Today I went to the beach in Tel Aviv in a string bikini. It was the first time I had ever gone anywhere with my tummy naked. I kept looking down at it for viewings. I think it did all right, maybe I will take it out again sometime.
There is something about being an American visiting Israel for the first time that I hadn't expected: the summer camp/Disneyland aspect. You keep meeting people you know (or at least, if you travel with more well-connected and more comfortably self-identified Jews, you meet people they know). You stand around in little groups, in the heart of Jerusalem, talking about how the person you just met dated your roommate and slept on so-and-so's couch. Then these people sleep on your couch that night, and the cause of Zionism is further strengthened by your newly brokered bond of friendship. Even if you hadn't meant it to be.
I keep getting this strange feeling that some crazy pro-Israel American Jew back home is clapping her hands together with delight to see all of the friends I'm making and all of the fun I'm having. A young proto-Jewish girl, meeting other Jews, in Israel! Looking up her (very) distant relatives in the phone book! Learning Hebrew! Don't get your hopes up lady. Don't think this means I'm going to go all Birthright on you. (It's pretty nice isn't it, that I get to be both at the same time?)

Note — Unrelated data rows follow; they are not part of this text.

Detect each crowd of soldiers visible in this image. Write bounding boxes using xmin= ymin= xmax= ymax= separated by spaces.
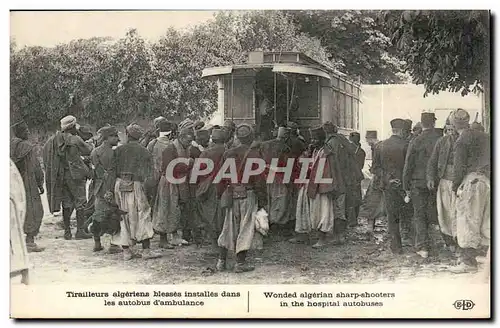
xmin=10 ymin=107 xmax=490 ymax=274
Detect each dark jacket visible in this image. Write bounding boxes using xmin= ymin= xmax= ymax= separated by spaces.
xmin=196 ymin=143 xmax=226 ymax=198
xmin=90 ymin=143 xmax=116 ymax=198
xmin=323 ymin=133 xmax=363 ymax=195
xmin=115 ymin=141 xmax=153 ymax=182
xmin=403 ymin=129 xmax=442 ymax=190
xmin=453 ymin=129 xmax=491 ymax=191
xmin=372 ymin=135 xmax=408 ymax=190
xmin=426 ymin=134 xmax=457 ymax=183
xmin=353 ymin=144 xmax=366 ymax=173
xmin=221 ymin=143 xmax=267 ymax=208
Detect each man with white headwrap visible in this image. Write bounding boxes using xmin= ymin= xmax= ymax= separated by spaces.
xmin=112 ymin=123 xmax=162 ymax=260
xmin=448 ymin=109 xmax=490 ymax=274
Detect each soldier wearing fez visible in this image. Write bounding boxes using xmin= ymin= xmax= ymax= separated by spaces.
xmin=371 ymin=119 xmax=408 ymax=254
xmin=403 ymin=112 xmax=442 ymax=259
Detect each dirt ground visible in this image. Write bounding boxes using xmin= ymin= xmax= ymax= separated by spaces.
xmin=19 ymin=210 xmax=488 ymax=286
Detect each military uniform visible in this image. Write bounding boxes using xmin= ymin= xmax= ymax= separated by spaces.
xmin=403 ymin=113 xmax=442 ymax=255
xmin=372 ymin=119 xmax=409 ymax=253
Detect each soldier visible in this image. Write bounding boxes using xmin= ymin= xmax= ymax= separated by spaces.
xmin=44 ymin=115 xmax=93 ymax=240
xmin=260 ymin=127 xmax=292 ymax=237
xmin=358 ymin=131 xmax=385 ymax=233
xmin=403 ymin=119 xmax=413 ymax=140
xmin=372 ymin=119 xmax=408 ymax=254
xmin=88 ymin=125 xmax=120 ymax=253
xmin=146 ymin=120 xmax=174 ymax=210
xmin=314 ymin=122 xmax=361 ymax=246
xmin=427 ymin=117 xmax=459 ymax=253
xmin=217 ymin=124 xmax=267 ymax=273
xmin=112 ymin=123 xmax=162 ymax=260
xmin=403 ymin=112 xmax=442 ymax=258
xmin=196 ymin=128 xmax=228 ymax=252
xmin=11 ymin=120 xmax=45 ymax=252
xmin=449 ymin=109 xmax=490 ymax=273
xmin=222 ymin=120 xmax=238 ymax=149
xmin=153 ymin=120 xmax=196 ymax=247
xmin=289 ymin=126 xmax=324 ymax=246
xmin=347 ymin=132 xmax=366 ymax=227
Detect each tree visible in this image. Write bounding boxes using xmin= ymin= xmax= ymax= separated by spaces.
xmin=287 ymin=10 xmax=407 ymax=83
xmin=383 ymin=10 xmax=490 ymax=131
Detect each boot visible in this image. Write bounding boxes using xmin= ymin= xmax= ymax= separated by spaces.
xmin=312 ymin=232 xmax=328 ymax=248
xmin=93 ymin=236 xmax=104 ymax=252
xmin=235 ymin=251 xmax=254 ymax=273
xmin=25 ymin=235 xmax=45 ymax=252
xmin=107 ymin=244 xmax=122 ymax=254
xmin=193 ymin=228 xmax=204 ymax=247
xmin=62 ymin=207 xmax=73 ymax=240
xmin=75 ymin=210 xmax=92 ymax=240
xmin=159 ymin=234 xmax=174 ymax=249
xmin=332 ymin=219 xmax=347 ymax=245
xmin=216 ymin=247 xmax=228 ymax=271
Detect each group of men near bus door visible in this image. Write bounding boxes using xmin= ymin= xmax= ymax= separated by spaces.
xmin=10 ymin=107 xmax=489 ymax=274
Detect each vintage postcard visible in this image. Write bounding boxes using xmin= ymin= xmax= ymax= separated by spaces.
xmin=9 ymin=9 xmax=491 ymax=319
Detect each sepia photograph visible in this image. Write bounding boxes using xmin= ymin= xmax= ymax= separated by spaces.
xmin=8 ymin=8 xmax=491 ymax=319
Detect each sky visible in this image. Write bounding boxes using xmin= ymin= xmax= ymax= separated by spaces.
xmin=10 ymin=11 xmax=217 ymax=47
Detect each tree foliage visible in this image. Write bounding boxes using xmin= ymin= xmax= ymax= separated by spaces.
xmin=383 ymin=10 xmax=490 ymax=97
xmin=287 ymin=10 xmax=407 ymax=84
xmin=12 ymin=10 xmax=409 ymax=135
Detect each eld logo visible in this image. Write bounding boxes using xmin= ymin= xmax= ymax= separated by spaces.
xmin=453 ymin=300 xmax=475 ymax=311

Since I've been here, I've been to shabbus lunch with Bronfman Fellows, I've been to the West Bank. I've seen a house in a Palestinian camp scheduled to be demolished, I've seen a new house for a Palestinian family built where an old house had been destroyed. I've met just-married American Jews raising money for a Yeshiva on the West Bank, and I've met way-left Jews who won't buy a coffee at a cafe because they don't want to support Israel.

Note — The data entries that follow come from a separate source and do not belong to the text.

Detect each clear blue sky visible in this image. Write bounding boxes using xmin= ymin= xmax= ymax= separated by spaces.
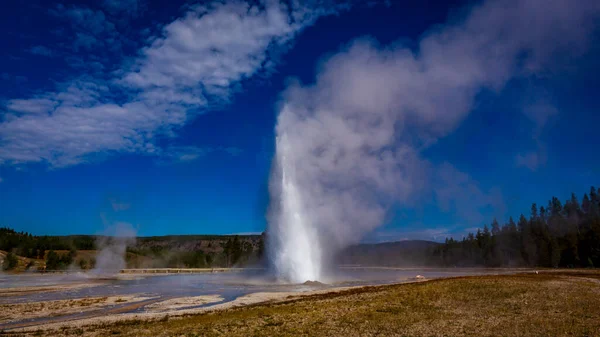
xmin=0 ymin=0 xmax=599 ymax=240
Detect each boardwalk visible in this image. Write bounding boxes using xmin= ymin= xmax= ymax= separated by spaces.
xmin=119 ymin=267 xmax=265 ymax=274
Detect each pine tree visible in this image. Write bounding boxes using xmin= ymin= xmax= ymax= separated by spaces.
xmin=507 ymin=217 xmax=517 ymax=233
xmin=257 ymin=233 xmax=265 ymax=259
xmin=46 ymin=250 xmax=60 ymax=270
xmin=540 ymin=206 xmax=547 ymax=222
xmin=491 ymin=218 xmax=501 ymax=236
xmin=531 ymin=203 xmax=538 ymax=221
xmin=582 ymin=194 xmax=591 ymax=214
xmin=3 ymin=252 xmax=18 ymax=270
xmin=569 ymin=193 xmax=581 ymax=215
xmin=517 ymin=214 xmax=528 ymax=233
xmin=231 ymin=236 xmax=242 ymax=265
xmin=589 ymin=187 xmax=599 ymax=217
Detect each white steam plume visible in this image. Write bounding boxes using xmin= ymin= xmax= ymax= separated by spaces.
xmin=91 ymin=222 xmax=136 ymax=276
xmin=268 ymin=0 xmax=600 ymax=283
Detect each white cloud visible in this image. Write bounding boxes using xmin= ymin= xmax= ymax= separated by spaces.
xmin=0 ymin=1 xmax=345 ymax=168
xmin=49 ymin=4 xmax=126 ymax=55
xmin=523 ymin=100 xmax=559 ymax=133
xmin=103 ymin=0 xmax=142 ymax=17
xmin=74 ymin=33 xmax=99 ymax=51
xmin=223 ymin=147 xmax=243 ymax=156
xmin=122 ymin=1 xmax=339 ymax=101
xmin=435 ymin=163 xmax=505 ymax=225
xmin=6 ymin=99 xmax=58 ymax=114
xmin=110 ymin=200 xmax=131 ymax=211
xmin=515 ymin=95 xmax=558 ymax=171
xmin=54 ymin=5 xmax=117 ymax=36
xmin=29 ymin=46 xmax=55 ymax=57
xmin=164 ymin=146 xmax=211 ymax=163
xmin=0 ymin=79 xmax=182 ymax=167
xmin=516 ymin=150 xmax=545 ymax=171
xmin=156 ymin=146 xmax=244 ymax=164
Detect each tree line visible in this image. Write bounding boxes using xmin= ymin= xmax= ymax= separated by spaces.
xmin=1 ymin=227 xmax=266 ymax=271
xmin=0 ymin=228 xmax=94 ymax=260
xmin=432 ymin=186 xmax=600 ymax=268
xmin=127 ymin=235 xmax=265 ymax=268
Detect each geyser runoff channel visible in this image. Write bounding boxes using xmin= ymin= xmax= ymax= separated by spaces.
xmin=270 ymin=134 xmax=322 ymax=283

Not to bring everything back to my tummy, but it reminds me of the playground/playgirl aspect of it all. Difficult to reconcile me flaunting my bod on the hot beaches of Tel Aviv with my blood-curdling experiences going outside the checkpoint. I ponder this, as I sit in the air conditioning, the edges of my American credit cards glinting as they peep out of my pockets.
is it going to be really annoying that I am always posting comments? maybe.
I am sending, in response, a quotation from the Israeli poet Rivka Miriam (ask Ilana!):
"In Jerusalem, everything is meaningful. & that's why it's heavy sometimes... in Tel Aviv... you see seashores...bellybuttons... & it's life, you know, it's simple life."
tel aviv is like what miami would be like if the rest of florida were a warzone.